Prior to being deprived of property rights by discipline (demotion, suspension, termination), administration must administer a pre-disciplinary hearing (also called a Loudermill hearing). In this hearing, administration will present evidence to substantiate their proposed discipline of the employee.
As a public employee working under a collective bargaining agreement, you have the right to defend yourself at this hearing and provide statements. This exchange is not meant to be adversarial, but rather allows the opportunity for both sides to explain the facts of the situation. While you do not have explicit rights to representation under Weingarten, it is in administration’s best interest to allow union representation so that they are aware of the arguments the employee will have against the disciplinary action.
Discipline that does not result in property loss (verbal/written reprimand, improvement plan) does not guarantee Loudermill rights to a hearing. Employees on probation are not entitled to a Loudermill hearing in the event of discipline resulting in property loss.
If you are meeting with administration for a suspected criminal investigation in the workplace, you cannot be compelled to make self-incriminating statements under the threat of being terminated.
Like Weingarten rights, administration is not obligated to remind you of Garrity rights, but unlike Weingarten they will be invoked automatically if you are threatened with termination for not answering questions related to suspected criminal behavior.

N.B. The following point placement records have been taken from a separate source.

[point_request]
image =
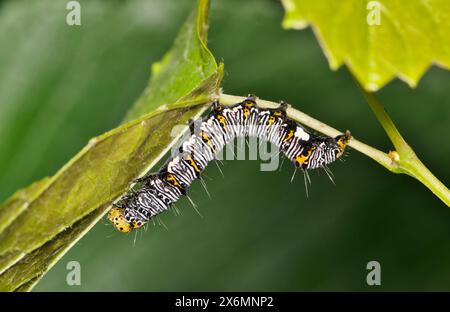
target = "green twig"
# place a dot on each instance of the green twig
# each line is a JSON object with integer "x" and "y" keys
{"x": 403, "y": 160}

If you do make statements after having been threatened with termination, those statements and any information that might arise from them may not be used as evidence against you or the defendant in question.

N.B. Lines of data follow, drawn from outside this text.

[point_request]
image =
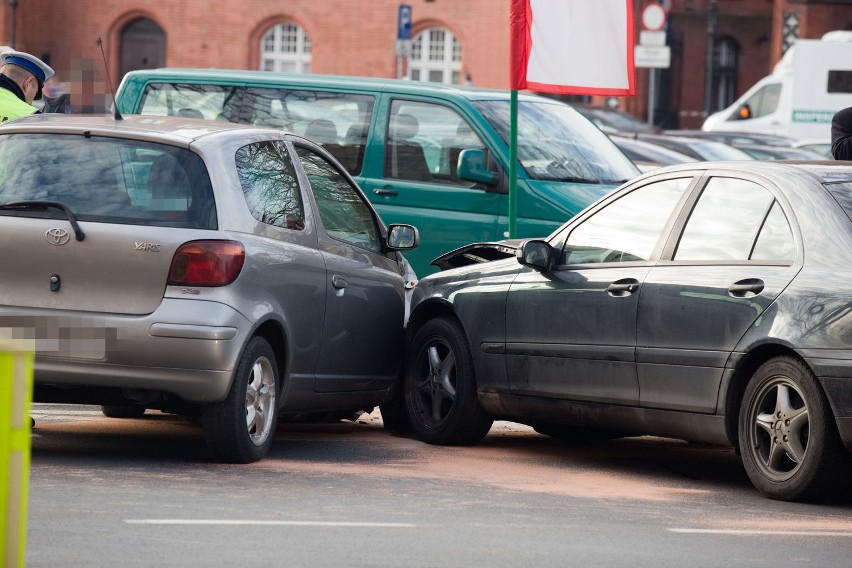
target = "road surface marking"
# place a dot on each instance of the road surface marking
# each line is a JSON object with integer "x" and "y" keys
{"x": 760, "y": 533}
{"x": 264, "y": 523}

A manager, representative of management, or supervisor is seeking to question an employee.
The questioning is part of an investigation into the employee’s performance or work conduct. During an investigatory interview, a representative of management may require an employee to defend, explain, or admit misconduct or work performance issues that may form the basis for discipline or discharge.
The employee reasonably believes that the investigation may result in discharge, discipline, demotion, or other adverse consequence to their job status or working conditions.

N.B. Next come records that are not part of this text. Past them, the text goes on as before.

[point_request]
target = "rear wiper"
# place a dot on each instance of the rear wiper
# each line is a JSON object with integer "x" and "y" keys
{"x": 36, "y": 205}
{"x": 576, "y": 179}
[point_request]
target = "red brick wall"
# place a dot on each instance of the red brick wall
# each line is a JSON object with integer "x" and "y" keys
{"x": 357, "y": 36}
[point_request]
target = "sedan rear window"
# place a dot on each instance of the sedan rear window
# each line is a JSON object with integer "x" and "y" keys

The employee requests a union representative. Employers are not required to advise employees of their right to representation and third parties (including union representatives) may not make the request on behalf of the employee.
Instructional meetings where an employee receives training or correction on work techniques. Meetings of this nature generally do not lead to discipline.
Meetings in which an employer informs an employee (or employees) of personnel policies. Often these meetings do not require questioning of employees and do not lead to discipline.
Meetings in which the employee is informed in advance that no discipline or adverse employment action will result from the interview.
Meetings about disciplinary decisions that have already been made. If an employer has made a final decision on a disciplinary action, a meeting with an employee to inform them of that decision is not considered investigatory. In the same vein, if an employee initiates a meeting to discuss a disciplinary action that they have experienced, that meeting is not investigatory in nature because any discipline that the employee has experienced has already occurred.
Meetings in which an employee is questioned as part of an investigation of another employee’s conduct or performance. For example, an employee who witnesses another employee’s misconduct is not entitled to Weingarten representation if they are questioned about what they observed.